Calculates the Correlation Matrix for the vDataFrame. This matrix provides insights into how different numerical columns in the dataset are correlated with each other. It helps in understanding the relationships and dependencies between variables, facilitating data analysis and decision-making. The correlation matrix is a valuable tool for identifying patterns, trends, and potential associations within the dataset.

Parameters#

columns: SQLColumns, optional

List of the vDataColumns names. If empty, all numerical vDataColumns are used.

method: str, optional

Method to use to compute the correlation.

  • pearson:

    Pearson’s correlation coefficient (linear).

  • spearman:

    Spearman’s correlation coefficient (monotonic - rank based).

  • spearmanD:

    Spearman’s correlation coefficient using the DENSE RANK function instead of the RANK function.

  • kendall:

    Kendall’s correlation coefficient (similar trends). The method computes the Tau-B coefficient.

    Warning

    This method uses a CROSS JOIN during computation and is therefore computationally expensive at O(n * n), where n is the total count of the vDataFrame.

  • cramer:

    Cramer’s V (correlation between categories).

  • biserial:

    Biserial Point (correlation between binaries and a numericals).

mround: int, optional

Rounds the coefficient using the input number of digits.
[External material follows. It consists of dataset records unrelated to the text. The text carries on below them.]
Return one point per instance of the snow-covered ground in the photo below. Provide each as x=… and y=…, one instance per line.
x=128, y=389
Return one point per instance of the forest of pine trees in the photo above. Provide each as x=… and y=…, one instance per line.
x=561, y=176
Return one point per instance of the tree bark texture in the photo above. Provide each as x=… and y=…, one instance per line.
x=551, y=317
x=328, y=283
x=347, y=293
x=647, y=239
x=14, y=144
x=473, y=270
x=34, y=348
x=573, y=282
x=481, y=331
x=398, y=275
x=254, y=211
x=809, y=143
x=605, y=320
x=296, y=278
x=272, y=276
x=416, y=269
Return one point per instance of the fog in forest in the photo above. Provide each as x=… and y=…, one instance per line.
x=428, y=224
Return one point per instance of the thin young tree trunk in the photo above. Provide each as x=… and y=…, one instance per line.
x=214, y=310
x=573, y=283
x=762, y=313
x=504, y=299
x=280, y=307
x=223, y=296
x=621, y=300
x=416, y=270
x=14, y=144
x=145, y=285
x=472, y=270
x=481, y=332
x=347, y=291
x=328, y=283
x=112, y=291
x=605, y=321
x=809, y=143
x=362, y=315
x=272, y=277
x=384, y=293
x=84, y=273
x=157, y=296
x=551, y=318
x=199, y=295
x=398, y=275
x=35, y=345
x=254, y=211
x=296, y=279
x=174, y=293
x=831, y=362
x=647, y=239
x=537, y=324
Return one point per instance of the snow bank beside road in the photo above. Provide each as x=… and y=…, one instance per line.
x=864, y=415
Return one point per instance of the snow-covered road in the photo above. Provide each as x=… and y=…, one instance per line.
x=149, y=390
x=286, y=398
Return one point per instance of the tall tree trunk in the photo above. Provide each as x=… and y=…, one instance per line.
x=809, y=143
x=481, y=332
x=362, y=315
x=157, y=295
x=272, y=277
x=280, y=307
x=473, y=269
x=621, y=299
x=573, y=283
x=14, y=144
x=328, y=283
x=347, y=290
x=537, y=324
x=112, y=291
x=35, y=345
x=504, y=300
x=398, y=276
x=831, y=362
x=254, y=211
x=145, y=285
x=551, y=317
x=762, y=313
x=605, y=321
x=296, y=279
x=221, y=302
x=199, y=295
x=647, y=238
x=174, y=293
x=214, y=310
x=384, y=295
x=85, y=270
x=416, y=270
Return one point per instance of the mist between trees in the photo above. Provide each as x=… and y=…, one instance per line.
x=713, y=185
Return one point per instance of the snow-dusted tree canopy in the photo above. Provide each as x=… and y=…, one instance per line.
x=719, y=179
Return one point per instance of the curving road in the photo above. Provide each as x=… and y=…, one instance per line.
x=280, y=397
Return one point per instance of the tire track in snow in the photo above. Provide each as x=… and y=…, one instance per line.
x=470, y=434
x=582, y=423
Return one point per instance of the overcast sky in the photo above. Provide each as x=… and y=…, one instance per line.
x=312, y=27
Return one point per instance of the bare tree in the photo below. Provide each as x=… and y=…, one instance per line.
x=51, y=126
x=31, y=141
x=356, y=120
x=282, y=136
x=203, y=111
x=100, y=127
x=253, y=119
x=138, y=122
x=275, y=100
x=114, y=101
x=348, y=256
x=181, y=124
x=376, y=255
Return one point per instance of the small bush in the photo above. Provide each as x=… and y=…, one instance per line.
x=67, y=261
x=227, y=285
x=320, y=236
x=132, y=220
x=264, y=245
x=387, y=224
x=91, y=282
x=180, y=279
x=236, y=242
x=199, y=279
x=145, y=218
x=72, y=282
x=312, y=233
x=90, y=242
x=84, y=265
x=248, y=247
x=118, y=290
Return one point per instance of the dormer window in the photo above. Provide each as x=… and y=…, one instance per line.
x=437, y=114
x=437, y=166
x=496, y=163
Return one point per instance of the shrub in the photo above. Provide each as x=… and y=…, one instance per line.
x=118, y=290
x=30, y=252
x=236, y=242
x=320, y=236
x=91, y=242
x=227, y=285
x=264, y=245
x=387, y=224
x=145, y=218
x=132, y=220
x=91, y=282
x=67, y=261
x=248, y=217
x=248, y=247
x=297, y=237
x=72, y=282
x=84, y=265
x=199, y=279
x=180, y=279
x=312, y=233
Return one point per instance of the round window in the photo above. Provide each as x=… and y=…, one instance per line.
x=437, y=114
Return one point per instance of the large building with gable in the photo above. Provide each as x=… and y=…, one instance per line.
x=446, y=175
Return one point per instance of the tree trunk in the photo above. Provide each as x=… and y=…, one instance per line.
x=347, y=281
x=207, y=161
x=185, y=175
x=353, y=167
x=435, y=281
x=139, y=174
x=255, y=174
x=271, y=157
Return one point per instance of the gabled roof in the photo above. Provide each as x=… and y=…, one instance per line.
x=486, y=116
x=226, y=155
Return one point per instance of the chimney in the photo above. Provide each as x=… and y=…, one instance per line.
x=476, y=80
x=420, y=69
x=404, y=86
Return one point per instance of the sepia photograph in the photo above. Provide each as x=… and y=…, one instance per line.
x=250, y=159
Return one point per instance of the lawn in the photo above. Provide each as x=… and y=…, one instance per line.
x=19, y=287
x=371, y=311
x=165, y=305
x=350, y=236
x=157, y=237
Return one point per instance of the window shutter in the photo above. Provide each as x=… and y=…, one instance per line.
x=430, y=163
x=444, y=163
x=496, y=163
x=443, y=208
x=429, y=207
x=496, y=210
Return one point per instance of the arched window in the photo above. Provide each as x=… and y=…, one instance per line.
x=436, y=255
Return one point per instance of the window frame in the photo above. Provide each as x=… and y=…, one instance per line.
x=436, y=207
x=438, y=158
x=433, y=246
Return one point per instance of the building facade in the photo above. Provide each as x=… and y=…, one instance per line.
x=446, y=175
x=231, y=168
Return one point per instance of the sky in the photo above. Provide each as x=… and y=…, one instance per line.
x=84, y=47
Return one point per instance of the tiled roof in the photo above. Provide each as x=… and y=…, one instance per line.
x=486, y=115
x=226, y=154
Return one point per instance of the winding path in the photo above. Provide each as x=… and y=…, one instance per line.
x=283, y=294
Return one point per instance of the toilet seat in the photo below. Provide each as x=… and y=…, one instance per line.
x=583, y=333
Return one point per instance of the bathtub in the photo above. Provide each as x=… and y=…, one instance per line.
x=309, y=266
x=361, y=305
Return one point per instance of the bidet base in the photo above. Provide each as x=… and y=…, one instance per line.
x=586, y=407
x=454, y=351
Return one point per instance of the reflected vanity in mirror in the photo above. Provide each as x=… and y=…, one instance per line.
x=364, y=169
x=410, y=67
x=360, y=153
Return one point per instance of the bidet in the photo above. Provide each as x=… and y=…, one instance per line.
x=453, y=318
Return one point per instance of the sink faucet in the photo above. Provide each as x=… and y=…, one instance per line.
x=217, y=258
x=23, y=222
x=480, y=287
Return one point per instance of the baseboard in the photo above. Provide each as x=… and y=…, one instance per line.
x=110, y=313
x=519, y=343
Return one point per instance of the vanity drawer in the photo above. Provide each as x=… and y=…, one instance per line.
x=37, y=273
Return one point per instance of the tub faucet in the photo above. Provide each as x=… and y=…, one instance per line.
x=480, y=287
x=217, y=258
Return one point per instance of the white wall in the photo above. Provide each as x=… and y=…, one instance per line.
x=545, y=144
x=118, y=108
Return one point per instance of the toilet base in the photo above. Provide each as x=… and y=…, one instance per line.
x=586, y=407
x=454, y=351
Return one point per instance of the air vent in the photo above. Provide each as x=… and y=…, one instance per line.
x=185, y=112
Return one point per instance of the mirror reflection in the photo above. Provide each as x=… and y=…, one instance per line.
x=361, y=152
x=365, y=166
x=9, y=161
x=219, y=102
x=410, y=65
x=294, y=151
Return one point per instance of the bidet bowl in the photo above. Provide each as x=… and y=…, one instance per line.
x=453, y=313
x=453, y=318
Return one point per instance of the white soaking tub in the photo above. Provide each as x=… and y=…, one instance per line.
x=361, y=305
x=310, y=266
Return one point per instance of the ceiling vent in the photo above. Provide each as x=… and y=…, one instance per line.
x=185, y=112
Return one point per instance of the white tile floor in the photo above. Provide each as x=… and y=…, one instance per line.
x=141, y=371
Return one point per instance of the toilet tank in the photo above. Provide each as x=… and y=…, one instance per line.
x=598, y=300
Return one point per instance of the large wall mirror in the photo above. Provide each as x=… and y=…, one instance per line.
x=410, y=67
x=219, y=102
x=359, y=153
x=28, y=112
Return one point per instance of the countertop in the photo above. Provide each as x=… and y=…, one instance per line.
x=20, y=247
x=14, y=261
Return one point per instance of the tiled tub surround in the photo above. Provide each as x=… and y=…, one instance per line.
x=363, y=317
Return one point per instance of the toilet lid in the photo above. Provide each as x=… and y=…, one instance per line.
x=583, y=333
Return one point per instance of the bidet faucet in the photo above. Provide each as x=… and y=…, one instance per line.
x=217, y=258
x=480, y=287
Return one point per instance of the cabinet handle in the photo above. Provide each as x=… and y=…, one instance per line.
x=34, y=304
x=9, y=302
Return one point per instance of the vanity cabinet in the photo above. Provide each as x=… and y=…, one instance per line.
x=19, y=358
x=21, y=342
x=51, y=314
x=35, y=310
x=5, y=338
This is only used to display the correlation matrix.

focus: str, optional

Focus the computation on one vDataColumn.

show: bool, optional

If set to True, the Plotting object is returned.

chart: PlottingObject, optional

The chart object used to plot.

**style_kwargs

Any optional parameter to pass to the plotting functions.

Returns#

obj

Plotting Object.

Examples#

Import VerticaPy.

import verticapy as vp

Import numpy to create a random dataset.

import numpy as np

Generate a dataset using the following data.
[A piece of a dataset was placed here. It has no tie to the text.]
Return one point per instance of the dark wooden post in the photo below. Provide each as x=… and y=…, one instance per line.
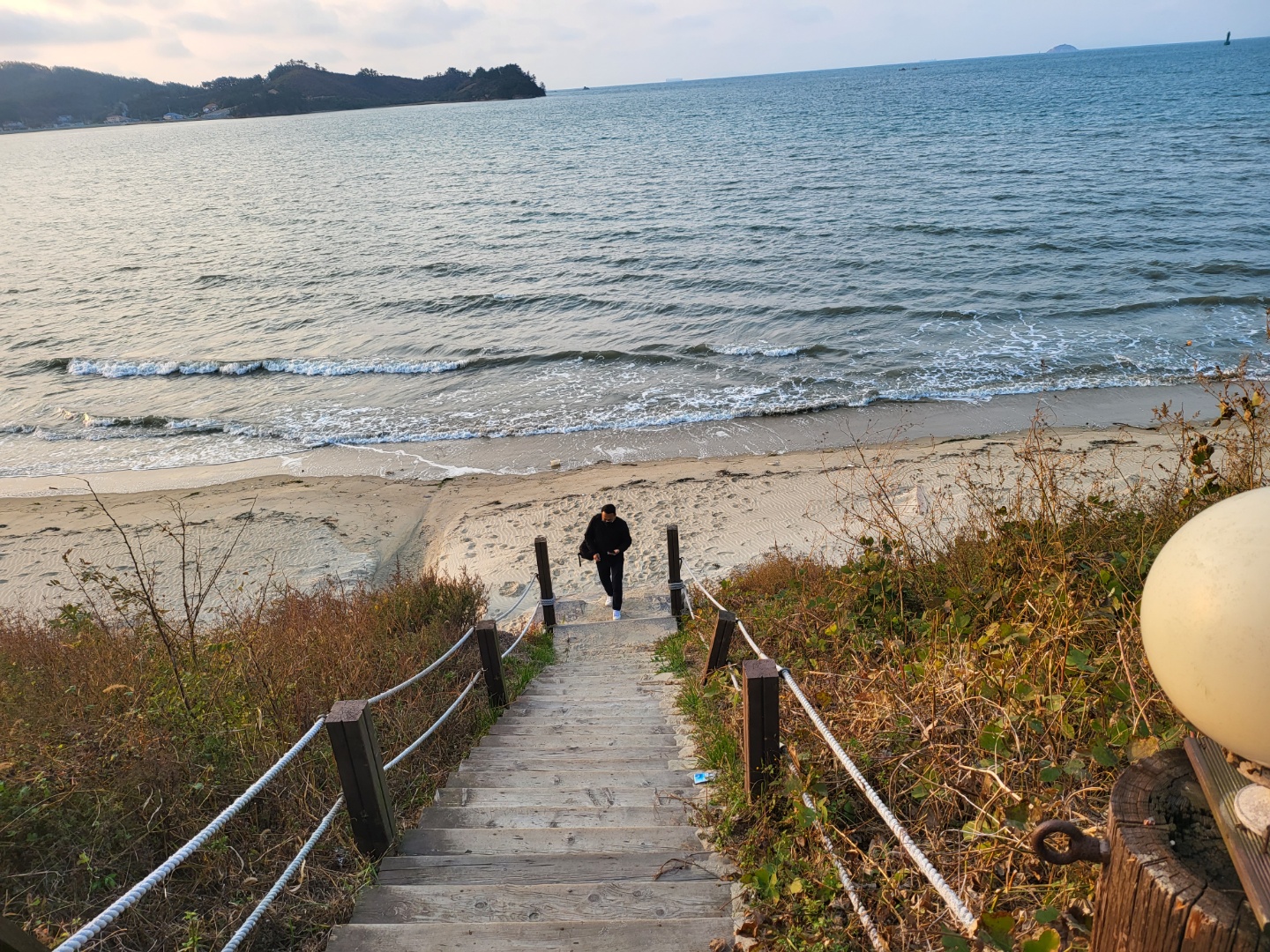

N = 30 # Number of records

data = vp.vDataFrame(
    {
        "score1": np.random.normal(5, 1, N),
        "score2": np.random.normal(8, 1.5, N),
        "score3": np.random.normal(10, 2, N),
        "score4": np.random.normal(14, 3, N),
    }
)

Draw the Pearson correlation matrix.

data.corr(method = "pearson")

You can also use the parameter focus to only compute a correlation vector.

data.corr(method = "pearson", focus = "score1")

It is less expensive and it allows you to focus your search on one specific column.

For more examples, please look at the Correlation Matrix page of the Chart Gallery.

See also

vDataFrame.corr_pvalue() : Computes correlation and its p-value.